The mental exercise collection
139: Curated from the world's best coaches and psychologists.
Since most problems are created by our imagination and are thus imaginary, all we need are imaginary solutions - Richard Bandler
There is no single place on the internet that collects mental exercises from the best in the world. Executive coaches, high-performers, psychologists…
So we built one.
When something is not working out in your favor, when you are feeling lost, or when you don’t know what the problem is. This is where these exercises come. Pick the category that matches where you are right now. Pick an exercise. Try it. Study it. Start noticing the differences. Once you are done? Move to solving the next problem.
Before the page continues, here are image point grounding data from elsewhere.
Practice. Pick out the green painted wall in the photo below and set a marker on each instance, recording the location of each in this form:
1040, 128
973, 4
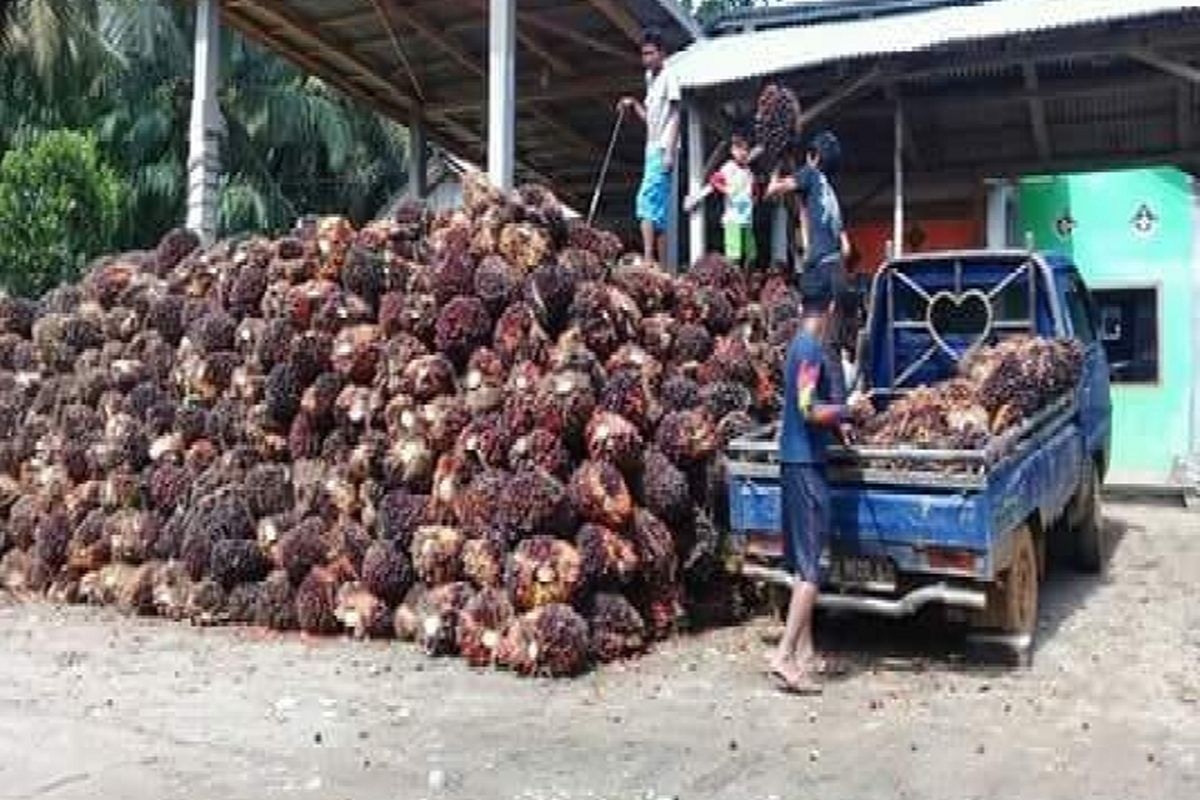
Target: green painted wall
1092, 217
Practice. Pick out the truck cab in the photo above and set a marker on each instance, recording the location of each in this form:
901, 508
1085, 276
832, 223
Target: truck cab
964, 529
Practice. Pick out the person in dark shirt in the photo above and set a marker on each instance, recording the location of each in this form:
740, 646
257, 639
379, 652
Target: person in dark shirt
825, 240
809, 422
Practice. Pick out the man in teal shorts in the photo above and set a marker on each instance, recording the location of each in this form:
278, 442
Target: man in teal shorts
660, 112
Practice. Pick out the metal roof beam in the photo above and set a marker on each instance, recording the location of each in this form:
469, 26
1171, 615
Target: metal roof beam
1177, 68
1037, 112
621, 18
1185, 108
Everything has been split into five categories:
The Audit - start here if you are not sure what to work on
The Reprogramming - when you know the problem but can’t get rid of it
The Relationships - when you are missing control over your relationships and how you behave
The Body - when you are trying to get rid of the stress
The Emotions - when you are feeling stuck in a loop without going anywhere
New exercises will be added over time. As we find the ones worth being here.
The Audit (Self-Discovery)
Everything that irritates us about others can lead us to an understanding of ourselves. - Carl Jung
The most important category of all. Why? Most people skip this one. Because they are looking for exercises and tools rather than understanding themselves. The audit is where everything starts. Because if you do not know what the problem is. How can you fix it?
When to use an audit:
When something is not working and you are not sure why
When you are feeling stuck or can’t describe your feelings
When you are just starting with material like this for the first time
The Abundance Mindset Exercise
Time: 15 - 20 min | Difficulty: Low | Best for: When you feel lost on a decision or don't know what you actually want
1. Set The Scene
Find a quiet place (close your eyes if it helps). Let go of your bills, obligations, and to-do list.
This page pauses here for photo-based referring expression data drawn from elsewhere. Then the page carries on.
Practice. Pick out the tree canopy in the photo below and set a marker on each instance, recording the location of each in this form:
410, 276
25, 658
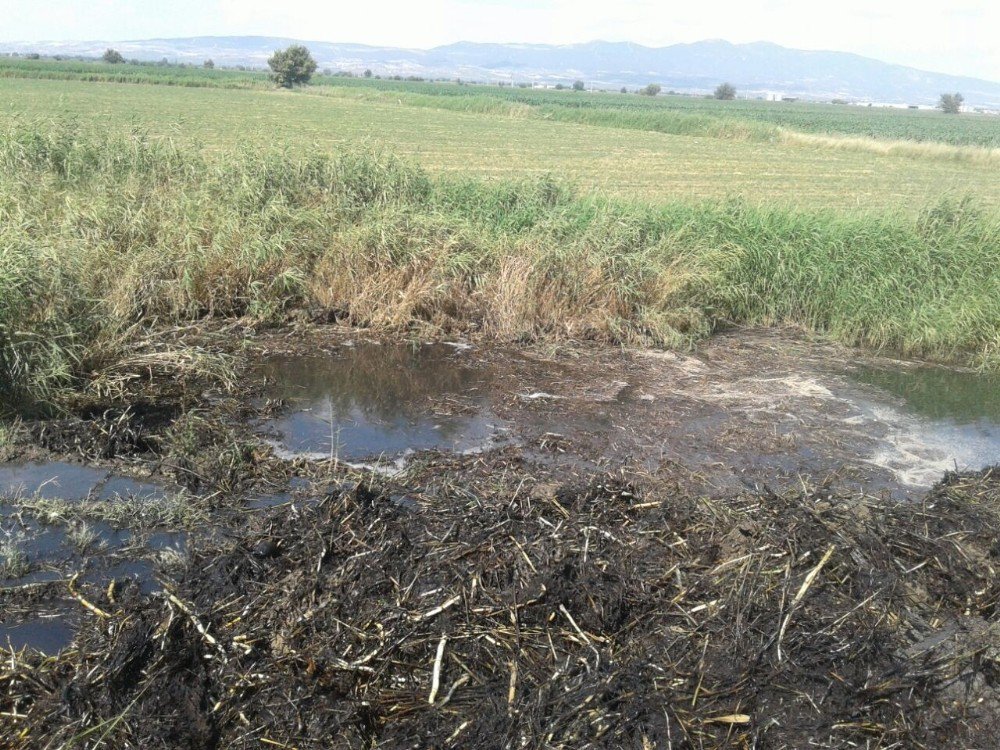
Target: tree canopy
725, 91
292, 67
951, 104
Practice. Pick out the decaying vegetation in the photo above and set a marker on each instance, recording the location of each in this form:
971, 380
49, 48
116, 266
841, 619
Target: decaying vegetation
106, 241
481, 604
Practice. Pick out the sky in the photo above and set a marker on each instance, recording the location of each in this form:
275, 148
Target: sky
948, 36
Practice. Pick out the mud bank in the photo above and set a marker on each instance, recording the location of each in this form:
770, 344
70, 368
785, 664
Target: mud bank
369, 545
498, 609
Imagine 50 million in your bank account. Money is no longer the reason for anything you do.
Sit with that feeling. Nothing to chase. Nothing to prove. You already have it all.
2. Ask Yourself
What would I actually do with my time?
Where would I go? What would I spend my days on?
What would my passion be? My hobbies? My routines?
What would my relationships look like? Would I have a family?
How would I carry myself? Who would I become?
3. Write It All Down
Get it all out. No filter. Just write.
Notice what came first. The first answers are usually the most honest ones.
Everyone’s list looks different.
4. Read What You Wrote
When you feel lost on a decision. Come back to this.
5. Why This Works
It moves you from "I don’t have it yet" to "I already have it".
That shift changes how you think and act.
When you are desperate for something, you make different decisions than when you already feel whole. This exercise puts you in that second state.
Remove scarcity. What is left is what actually matters to you.
Pair this exercise with: Fear setting. This should give you an idea of what you want, and fear-setting shows you what is stopping you from going after it.
Fear Setting - Tim Ferris
Time: 20 - 30 min | Difficulty: Medium | Best for: When you are stuck on a big decision and fear is the real blocker
1. Define The Worst-Case
Write down the worst things that could actually happen. Be specific. Vague fears only get stronger when you ignore them.
Rate each one from 1 to 10. How permanent would it really be? Most land between 1 and 3.
A named fear is a fear you will get rid of. An unnamed one grows until it fills everything.
2. Prevent And Repair
Prevent: What could you do right now to make each worst-case scenario less likely? Even one action per fear changes the picture.
Ask yourself: If it did go wrong, how would you recover? Who would help? What do you already have?
3. What If You Succeed
List the benefits of even a partial win. Finances, health, relationships. All of it.
Rate the upside from 1 to 10. Most land between 7 and 10. That gap is the whole point.
The downside is recoverable. The upside is not. That is your answer right there.
4. The Cost Of Inaction
If you do nothing, where will you be in 6 months, 1 year, and 3 years? Be as specific as you were with the worst-case.
Staying put is not neutral. It has a cost. Physical, emotional, financial. It compounds.
We fear the cost of acting and ignore the cost of not acting.
This step puts both in the same frame.
5. Now Make The Move
You have named the fears. Built a plan. Seen the upside. Felt the cost of doing nothing.
What is the smallest action you could take in the next 24 hours?
Write it down. Give it time. This only works if it ends with execution.